Saturday, March 01, 2008
Bockmuehl on Edward C. Hoskyns and the Object of NT Study
I'm currently into chapter 5 of Seeing the Word where Bockmuehl looks at Hoskyns as an example of "Evangelical Catholicism" (something I think Bockmuehl would identify with). Bockmuehl notes the hostility towards Hoskyns by Cambridge faculty after his death which tried to erase his memory from the landscape. Bockmuehl commends Hoskyns for his "compelling integration of catholic ecclesiology and evangelical conviction about Scripture" (p. 140) although Hoskyns vocally disliked both fundamentalists and liberals alike. In fact, Hoskyns was wrested from liberalism after an encounter with Barth's Romerbrief. Hoskyns wanted to combine historical criticism with theological formulation. C.K. Barrett recalls Hoskyns saying: "You look down your critical miscroscope at the New testament text with a view to describing the religious life of the first-century Christians, and you find that God is looking back at you through the microscope and declaring you to be a sinner" (p. 147). Hoskyns's Riddle of the New Testament and The Fourth Gospel are illustrations of this approach. Bockmuehl finds here a great model for the task of the modern Neutestamentler: "Hoskyns's question of New Testament scholarship's engagement with the actual content and life of that book remains a challenge full of intellectual vitality and promise.
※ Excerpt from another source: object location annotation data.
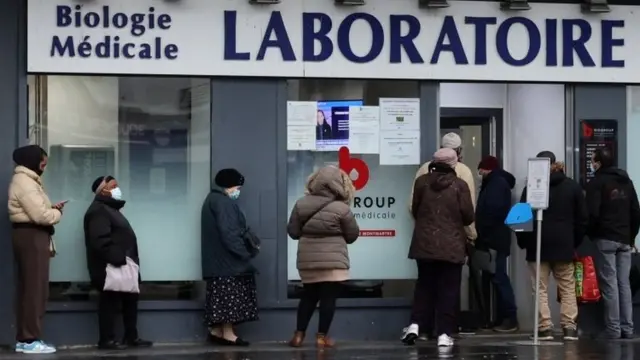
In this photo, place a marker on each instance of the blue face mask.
(235, 194)
(116, 194)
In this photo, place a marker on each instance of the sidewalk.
(473, 347)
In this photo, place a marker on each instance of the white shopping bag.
(123, 278)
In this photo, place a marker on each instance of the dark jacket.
(109, 238)
(441, 207)
(224, 252)
(323, 223)
(614, 213)
(494, 203)
(564, 223)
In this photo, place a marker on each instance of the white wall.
(85, 111)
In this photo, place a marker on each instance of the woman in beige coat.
(323, 223)
(33, 217)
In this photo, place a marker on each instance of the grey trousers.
(613, 265)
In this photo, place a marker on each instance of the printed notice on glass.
(400, 147)
(399, 114)
(538, 172)
(364, 129)
(301, 125)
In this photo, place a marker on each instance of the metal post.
(536, 306)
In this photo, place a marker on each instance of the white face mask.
(116, 193)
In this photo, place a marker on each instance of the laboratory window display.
(153, 136)
(371, 130)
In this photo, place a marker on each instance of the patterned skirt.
(230, 300)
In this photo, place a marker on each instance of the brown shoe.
(323, 341)
(297, 340)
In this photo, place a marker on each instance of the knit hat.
(489, 163)
(227, 178)
(451, 141)
(100, 183)
(30, 157)
(547, 154)
(446, 156)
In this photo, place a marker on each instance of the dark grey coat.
(224, 252)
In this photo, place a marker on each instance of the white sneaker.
(36, 347)
(445, 340)
(410, 334)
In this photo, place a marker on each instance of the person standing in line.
(231, 297)
(563, 229)
(110, 240)
(442, 207)
(492, 209)
(449, 141)
(324, 225)
(33, 218)
(614, 222)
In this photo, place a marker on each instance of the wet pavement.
(467, 349)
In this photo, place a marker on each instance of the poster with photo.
(332, 124)
(596, 134)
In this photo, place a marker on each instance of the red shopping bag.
(587, 290)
Far from being accessible through either a master of secondary literature or a sociological redescription of Christian origins, Scripture's theological res, its subject matter and ecclesial setting, inextricably defines the New Testament's historic footprint and identity - and is implied readings. It is this object of study that does stare back at us through the microscope and that calls the implied interpreter of faith in the gospel of the living God" (p. 160).